Rob Jackson, a Stanford researcher and co-author of both studies, said: “Perhaps we can’t do anything that will have a greater impact than shaving methane in shaping the maximum temperature over the next few decades.”
Methane is relatively low: Carbon dioxide is about 200 times more concentrated in the atmosphere. Nevertheless, according to a recent report by the UN Intergovernmental Panel on Climate Change, it has contributed about 30% or about 0.5 ˚C to global warming to date. Although its lifespan in the atmosphere is only 10 years, in a short period of time it is a greenhouse gas about 86 times more powerful than carbon dioxide.
“Methane is going to go away, but in the meantime it will cause problems,” said Vaishali Naik, an atmospheric scientist at the US National Oceanic and Atmospheric Administration.

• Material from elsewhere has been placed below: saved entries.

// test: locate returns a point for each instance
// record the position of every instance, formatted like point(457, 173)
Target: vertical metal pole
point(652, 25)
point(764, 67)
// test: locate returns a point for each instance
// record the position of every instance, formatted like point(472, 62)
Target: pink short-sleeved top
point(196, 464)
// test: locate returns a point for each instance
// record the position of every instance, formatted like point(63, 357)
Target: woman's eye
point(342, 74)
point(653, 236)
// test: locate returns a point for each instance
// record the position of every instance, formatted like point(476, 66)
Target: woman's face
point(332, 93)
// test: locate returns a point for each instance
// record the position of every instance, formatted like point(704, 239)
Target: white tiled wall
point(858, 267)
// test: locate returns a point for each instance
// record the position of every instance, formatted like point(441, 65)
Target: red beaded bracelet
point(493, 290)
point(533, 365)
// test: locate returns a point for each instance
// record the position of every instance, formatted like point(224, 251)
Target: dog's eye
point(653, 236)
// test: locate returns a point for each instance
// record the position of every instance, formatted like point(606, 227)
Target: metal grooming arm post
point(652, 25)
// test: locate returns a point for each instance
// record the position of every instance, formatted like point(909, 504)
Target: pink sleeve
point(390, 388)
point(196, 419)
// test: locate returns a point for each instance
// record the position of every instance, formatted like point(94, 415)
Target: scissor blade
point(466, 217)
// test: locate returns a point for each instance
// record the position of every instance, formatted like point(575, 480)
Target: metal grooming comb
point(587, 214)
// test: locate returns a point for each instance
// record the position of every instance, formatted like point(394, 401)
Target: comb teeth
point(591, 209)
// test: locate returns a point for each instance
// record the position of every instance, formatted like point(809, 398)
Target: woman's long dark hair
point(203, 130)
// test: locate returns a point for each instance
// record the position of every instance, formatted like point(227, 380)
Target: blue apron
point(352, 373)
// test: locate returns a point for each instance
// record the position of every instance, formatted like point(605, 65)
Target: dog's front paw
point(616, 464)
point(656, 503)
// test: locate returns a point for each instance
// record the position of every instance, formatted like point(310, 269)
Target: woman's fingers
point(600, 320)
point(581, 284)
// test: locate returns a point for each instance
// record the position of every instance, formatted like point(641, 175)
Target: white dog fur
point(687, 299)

Due to its short lifespan, if methane emissions are reduced today, atmospheric levels will decrease rapidly. In a recent report by the United Nations Environment Program on methane, which Naik co-authored, researchers estimated that reducing methane emissions by 45% could reduce global warming by 0.28 degrees Celsius in the Middle Ages – setting the world at a pre-industrial level of 1.5 degrees Celsius.
About two-thirds of the cut can be achieved using readily available solutions, Naik says. These include plugging out leaking natural-gas wells and reducing reliance on coal mining, which is the free methane that accumulates beneath the earth’s surface and is produced when plant matter is converted to coal. He said cutting some emissions is probably cheaper and easier than increasing removal technology.
But to keep temperatures below 1.5 degrees Celsius, methane emissions from industries such as agriculture also need to be reduced – which can be difficult with population growth.